Sunday, September 28, 2008

Sore blues

Today's moment of weakness came after two glasses of wine and at approximately 5.34pm; call it a minor case of drunk texting. And almost 3 hours later, we are fine. But we can't promise there won't be another moment of weakness. What can I say, I like to win and I like to hunt until I get my game, sometimes I win, sometimes I loose, but until I get it, I have a hard time stopping.

In other news, weekend was great. Today is actually my 9th year at the Bar. So sometime today, between the hours of 4 and 5pm I was actually proud of myself because my name was called and I was officially anointed a barrister and solicitor. It's kind of alien knowing how ditzy I am in real life. But that is me, the other side, one of my biggest accomplishments and one of my proudest moments. There have been others but this one took a good chunk of my life to get there. Whatever I am and whatever I become, I would always know that I've achieved that and no one can take it away from me.

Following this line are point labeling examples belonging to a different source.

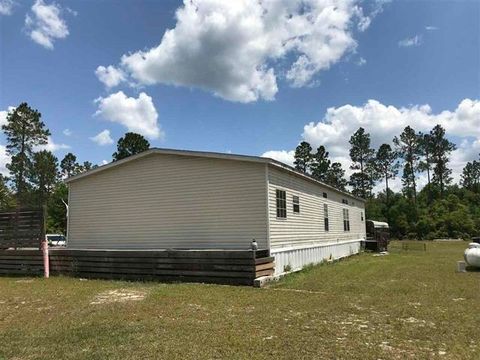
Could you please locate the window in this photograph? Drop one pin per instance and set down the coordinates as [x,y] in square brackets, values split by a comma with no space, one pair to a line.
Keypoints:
[325,217]
[296,204]
[346,220]
[281,204]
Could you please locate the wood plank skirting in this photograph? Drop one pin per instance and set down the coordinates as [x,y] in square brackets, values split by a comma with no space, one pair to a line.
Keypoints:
[209,266]
[21,262]
[295,258]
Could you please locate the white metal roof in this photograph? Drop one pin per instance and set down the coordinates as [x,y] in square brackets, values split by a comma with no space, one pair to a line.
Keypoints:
[206,154]
[379,224]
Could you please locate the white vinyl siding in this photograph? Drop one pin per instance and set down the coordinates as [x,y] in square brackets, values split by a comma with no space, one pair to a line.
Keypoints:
[169,201]
[308,227]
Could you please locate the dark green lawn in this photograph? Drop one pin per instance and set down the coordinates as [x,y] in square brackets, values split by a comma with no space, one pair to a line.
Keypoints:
[410,304]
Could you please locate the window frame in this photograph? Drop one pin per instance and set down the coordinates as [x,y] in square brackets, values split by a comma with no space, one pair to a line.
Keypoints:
[281,203]
[326,223]
[296,204]
[346,220]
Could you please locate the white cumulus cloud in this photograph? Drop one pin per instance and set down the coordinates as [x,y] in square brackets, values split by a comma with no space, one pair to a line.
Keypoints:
[44,24]
[383,122]
[103,138]
[110,76]
[286,157]
[136,114]
[413,41]
[238,49]
[51,146]
[6,7]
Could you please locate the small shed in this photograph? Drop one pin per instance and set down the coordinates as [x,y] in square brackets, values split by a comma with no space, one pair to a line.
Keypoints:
[378,235]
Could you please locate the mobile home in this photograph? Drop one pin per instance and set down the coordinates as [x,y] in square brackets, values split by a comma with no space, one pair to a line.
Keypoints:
[175,199]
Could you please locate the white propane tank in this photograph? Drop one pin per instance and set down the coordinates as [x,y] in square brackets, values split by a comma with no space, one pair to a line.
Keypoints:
[472,255]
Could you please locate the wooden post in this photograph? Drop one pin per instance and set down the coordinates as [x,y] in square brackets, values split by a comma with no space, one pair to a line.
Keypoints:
[44,243]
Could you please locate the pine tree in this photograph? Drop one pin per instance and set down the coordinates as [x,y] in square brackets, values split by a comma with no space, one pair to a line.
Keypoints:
[320,164]
[471,176]
[69,165]
[303,157]
[408,148]
[336,176]
[7,200]
[129,145]
[44,174]
[441,149]
[386,161]
[361,154]
[425,150]
[24,130]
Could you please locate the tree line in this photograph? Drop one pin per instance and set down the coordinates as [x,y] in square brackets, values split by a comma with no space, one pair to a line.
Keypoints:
[441,209]
[36,177]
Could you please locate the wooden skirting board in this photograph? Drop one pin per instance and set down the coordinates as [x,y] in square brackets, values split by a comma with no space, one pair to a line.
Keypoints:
[209,266]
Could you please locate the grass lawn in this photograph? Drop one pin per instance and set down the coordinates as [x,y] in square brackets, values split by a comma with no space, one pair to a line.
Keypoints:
[409,304]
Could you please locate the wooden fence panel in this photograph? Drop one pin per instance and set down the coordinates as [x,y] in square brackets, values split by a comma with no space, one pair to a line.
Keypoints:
[209,266]
[22,228]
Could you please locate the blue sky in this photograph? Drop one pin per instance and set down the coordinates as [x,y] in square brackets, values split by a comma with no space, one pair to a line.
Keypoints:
[413,53]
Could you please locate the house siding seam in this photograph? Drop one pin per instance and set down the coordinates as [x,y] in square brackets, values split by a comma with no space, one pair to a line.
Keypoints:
[168,201]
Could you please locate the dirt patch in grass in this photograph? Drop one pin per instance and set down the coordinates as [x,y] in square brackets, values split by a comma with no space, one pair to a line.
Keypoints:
[118,296]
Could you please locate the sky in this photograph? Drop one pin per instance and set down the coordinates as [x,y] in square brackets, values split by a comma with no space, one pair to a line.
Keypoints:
[246,77]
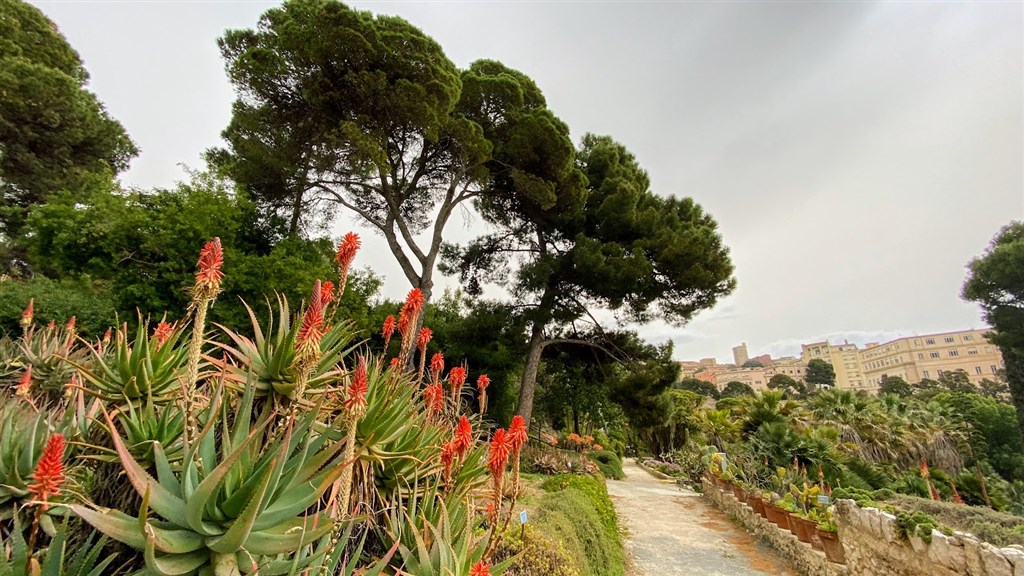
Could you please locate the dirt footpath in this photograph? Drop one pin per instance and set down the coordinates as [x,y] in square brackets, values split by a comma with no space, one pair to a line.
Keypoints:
[673,532]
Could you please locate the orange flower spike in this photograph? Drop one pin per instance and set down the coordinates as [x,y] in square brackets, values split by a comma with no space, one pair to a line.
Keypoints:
[436,366]
[162,332]
[327,292]
[517,434]
[356,401]
[29,314]
[387,330]
[498,456]
[434,398]
[463,436]
[423,339]
[307,340]
[49,471]
[25,383]
[208,277]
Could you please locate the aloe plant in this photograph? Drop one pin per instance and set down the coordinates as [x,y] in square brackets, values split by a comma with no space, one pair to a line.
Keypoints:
[266,361]
[137,370]
[241,499]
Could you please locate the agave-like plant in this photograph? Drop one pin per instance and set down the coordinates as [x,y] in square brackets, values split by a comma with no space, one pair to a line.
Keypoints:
[241,499]
[268,362]
[137,370]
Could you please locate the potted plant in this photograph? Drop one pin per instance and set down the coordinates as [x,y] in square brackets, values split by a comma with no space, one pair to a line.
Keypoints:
[828,535]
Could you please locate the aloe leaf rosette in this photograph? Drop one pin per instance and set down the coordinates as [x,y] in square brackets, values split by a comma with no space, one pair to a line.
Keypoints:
[138,369]
[243,499]
[269,356]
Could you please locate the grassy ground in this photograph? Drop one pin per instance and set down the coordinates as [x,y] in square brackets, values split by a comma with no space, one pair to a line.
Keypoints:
[572,529]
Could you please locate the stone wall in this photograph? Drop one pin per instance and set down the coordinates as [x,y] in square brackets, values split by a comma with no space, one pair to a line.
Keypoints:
[801,556]
[872,546]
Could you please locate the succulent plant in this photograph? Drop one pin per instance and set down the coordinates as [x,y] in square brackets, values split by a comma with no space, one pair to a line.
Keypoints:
[242,499]
[136,370]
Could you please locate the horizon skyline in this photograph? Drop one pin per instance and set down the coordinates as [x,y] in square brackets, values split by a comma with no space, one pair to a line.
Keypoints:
[855,156]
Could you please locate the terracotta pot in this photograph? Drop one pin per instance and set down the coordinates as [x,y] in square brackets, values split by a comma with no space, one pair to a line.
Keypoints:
[739,492]
[776,516]
[756,503]
[802,528]
[833,547]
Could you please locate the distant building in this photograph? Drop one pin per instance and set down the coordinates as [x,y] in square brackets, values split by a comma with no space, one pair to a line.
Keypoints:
[929,356]
[739,355]
[845,360]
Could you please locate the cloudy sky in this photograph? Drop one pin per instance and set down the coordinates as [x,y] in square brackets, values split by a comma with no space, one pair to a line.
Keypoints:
[856,155]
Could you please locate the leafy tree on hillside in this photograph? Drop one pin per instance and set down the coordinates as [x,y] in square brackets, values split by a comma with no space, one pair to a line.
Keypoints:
[339,109]
[55,137]
[996,283]
[819,373]
[895,384]
[735,387]
[702,387]
[607,243]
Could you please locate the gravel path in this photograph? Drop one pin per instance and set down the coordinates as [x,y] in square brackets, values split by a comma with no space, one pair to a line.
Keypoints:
[673,532]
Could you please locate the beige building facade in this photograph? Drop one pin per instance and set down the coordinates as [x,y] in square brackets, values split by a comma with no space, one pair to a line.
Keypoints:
[845,360]
[929,356]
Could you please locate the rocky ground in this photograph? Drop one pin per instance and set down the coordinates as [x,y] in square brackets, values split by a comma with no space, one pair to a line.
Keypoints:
[673,532]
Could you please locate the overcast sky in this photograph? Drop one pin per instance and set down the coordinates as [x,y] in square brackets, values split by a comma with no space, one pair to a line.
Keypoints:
[855,155]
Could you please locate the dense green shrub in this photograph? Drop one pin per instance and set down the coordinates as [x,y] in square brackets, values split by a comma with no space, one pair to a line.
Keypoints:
[609,463]
[577,511]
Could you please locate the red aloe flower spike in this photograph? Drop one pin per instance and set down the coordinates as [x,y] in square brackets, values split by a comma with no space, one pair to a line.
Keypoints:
[29,314]
[327,292]
[434,398]
[457,377]
[436,366]
[463,437]
[308,338]
[162,332]
[356,401]
[481,384]
[498,457]
[208,276]
[423,339]
[25,383]
[387,330]
[347,248]
[448,458]
[49,471]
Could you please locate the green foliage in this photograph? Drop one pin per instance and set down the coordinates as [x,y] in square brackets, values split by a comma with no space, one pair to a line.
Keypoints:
[579,512]
[56,301]
[699,386]
[609,463]
[996,283]
[56,135]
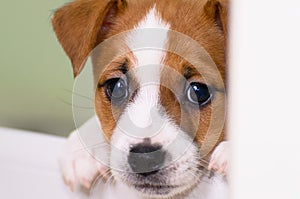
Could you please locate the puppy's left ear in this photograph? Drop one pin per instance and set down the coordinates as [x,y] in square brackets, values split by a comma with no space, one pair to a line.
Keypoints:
[218,11]
[81,25]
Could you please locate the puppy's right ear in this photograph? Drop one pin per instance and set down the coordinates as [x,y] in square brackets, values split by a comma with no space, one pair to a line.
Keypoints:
[80,25]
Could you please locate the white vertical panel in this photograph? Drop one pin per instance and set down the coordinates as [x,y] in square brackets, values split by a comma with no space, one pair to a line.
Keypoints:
[265,98]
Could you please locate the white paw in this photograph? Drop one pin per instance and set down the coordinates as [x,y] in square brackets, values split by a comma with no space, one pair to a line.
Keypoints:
[78,167]
[219,158]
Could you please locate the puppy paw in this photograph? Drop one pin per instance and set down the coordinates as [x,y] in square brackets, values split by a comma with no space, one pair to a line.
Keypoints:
[219,158]
[79,168]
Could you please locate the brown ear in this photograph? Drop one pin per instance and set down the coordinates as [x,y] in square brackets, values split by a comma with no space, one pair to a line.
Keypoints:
[80,25]
[218,10]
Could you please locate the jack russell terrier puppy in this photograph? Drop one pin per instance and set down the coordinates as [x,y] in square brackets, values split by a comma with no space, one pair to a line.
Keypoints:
[158,73]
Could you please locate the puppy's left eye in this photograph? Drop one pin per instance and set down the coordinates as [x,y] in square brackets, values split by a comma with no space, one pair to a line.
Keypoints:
[116,90]
[198,93]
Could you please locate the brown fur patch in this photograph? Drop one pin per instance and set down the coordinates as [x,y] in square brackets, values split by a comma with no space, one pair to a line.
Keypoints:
[81,25]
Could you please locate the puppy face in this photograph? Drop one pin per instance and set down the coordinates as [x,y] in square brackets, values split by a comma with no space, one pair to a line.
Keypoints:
[155,102]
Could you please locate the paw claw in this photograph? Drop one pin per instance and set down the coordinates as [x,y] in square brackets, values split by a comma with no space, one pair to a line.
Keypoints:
[219,159]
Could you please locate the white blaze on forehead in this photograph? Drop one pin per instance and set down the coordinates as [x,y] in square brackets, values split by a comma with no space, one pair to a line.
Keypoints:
[147,43]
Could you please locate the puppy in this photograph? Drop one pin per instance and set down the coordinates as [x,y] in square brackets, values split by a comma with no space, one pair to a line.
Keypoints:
[159,73]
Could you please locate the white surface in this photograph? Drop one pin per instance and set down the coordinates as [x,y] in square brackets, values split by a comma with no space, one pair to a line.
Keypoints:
[28,166]
[265,101]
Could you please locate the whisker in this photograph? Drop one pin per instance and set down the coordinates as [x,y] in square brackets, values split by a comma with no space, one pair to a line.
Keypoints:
[95,146]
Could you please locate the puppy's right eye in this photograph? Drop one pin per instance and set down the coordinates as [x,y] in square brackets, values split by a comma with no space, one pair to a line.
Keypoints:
[116,90]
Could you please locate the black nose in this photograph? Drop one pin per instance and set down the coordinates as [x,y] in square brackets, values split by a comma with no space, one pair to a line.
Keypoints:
[146,159]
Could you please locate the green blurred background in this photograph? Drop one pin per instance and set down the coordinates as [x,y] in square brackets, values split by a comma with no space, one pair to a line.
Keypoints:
[35,74]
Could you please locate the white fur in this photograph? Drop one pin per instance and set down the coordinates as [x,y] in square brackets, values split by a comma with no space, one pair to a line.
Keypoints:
[142,118]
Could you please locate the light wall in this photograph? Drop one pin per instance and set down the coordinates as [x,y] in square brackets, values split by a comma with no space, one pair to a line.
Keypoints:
[35,74]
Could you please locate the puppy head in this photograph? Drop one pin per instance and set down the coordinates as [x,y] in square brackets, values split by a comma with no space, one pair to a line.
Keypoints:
[159,68]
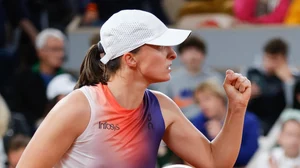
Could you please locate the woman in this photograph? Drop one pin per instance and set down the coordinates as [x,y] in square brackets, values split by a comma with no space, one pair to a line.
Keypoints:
[112,120]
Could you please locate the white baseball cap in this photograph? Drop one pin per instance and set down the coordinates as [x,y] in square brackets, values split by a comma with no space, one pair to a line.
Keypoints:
[60,85]
[129,29]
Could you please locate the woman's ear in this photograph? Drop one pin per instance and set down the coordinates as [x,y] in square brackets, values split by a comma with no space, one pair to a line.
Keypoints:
[130,60]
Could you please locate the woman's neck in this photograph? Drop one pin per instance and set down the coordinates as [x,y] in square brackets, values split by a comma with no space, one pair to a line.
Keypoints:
[127,91]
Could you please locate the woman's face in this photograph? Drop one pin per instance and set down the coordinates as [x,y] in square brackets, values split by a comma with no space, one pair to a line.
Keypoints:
[154,62]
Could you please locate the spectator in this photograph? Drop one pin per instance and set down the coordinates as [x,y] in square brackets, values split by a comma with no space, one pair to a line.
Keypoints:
[100,10]
[287,155]
[296,104]
[4,120]
[202,6]
[16,147]
[29,90]
[183,82]
[60,86]
[272,84]
[212,100]
[292,17]
[15,14]
[261,11]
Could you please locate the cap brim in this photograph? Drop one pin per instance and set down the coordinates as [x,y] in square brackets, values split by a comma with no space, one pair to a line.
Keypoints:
[171,37]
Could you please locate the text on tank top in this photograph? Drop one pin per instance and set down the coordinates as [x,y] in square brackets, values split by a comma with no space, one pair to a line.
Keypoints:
[117,137]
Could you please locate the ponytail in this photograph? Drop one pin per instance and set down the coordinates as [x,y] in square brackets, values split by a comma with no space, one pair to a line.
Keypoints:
[92,70]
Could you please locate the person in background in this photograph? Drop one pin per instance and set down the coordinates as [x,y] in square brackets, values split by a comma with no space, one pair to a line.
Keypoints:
[59,87]
[212,101]
[96,12]
[292,16]
[261,11]
[180,88]
[29,86]
[16,147]
[272,83]
[287,155]
[4,121]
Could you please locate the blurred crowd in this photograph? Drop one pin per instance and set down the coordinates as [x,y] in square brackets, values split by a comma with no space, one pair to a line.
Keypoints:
[34,41]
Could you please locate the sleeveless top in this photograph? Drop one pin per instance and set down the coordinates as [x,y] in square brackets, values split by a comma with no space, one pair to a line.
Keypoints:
[114,136]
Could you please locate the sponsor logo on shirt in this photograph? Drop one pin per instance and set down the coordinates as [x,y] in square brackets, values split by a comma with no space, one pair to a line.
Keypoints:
[108,126]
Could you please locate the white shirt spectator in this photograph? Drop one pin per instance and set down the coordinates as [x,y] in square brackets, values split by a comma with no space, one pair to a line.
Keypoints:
[278,155]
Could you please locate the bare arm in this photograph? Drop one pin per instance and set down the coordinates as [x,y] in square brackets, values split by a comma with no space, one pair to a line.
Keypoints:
[189,144]
[57,132]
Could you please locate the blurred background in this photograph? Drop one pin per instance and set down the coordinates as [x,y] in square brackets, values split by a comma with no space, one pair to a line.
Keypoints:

What better way to celebrate this momentous, albeit private occasion in my life, than a trip to the theater to see the enchanting Les Miserables and then, dinner with lots of champagne and red wine (that stirred the moment of weakness) at Baraonda. Delightful food, wonderful service, the ambiance was just magnifique and dinner was superb -ruined only by the moment of weakness. But it's okay, they say in loving someone else that you get to see God's face - or something like that, so was the closing line of Les Miserables. The play was quite intriguing, perfect cap to a beautiful day.

There is more but this is all I'll say for now. Happy 9th year to me. Fuck yeah!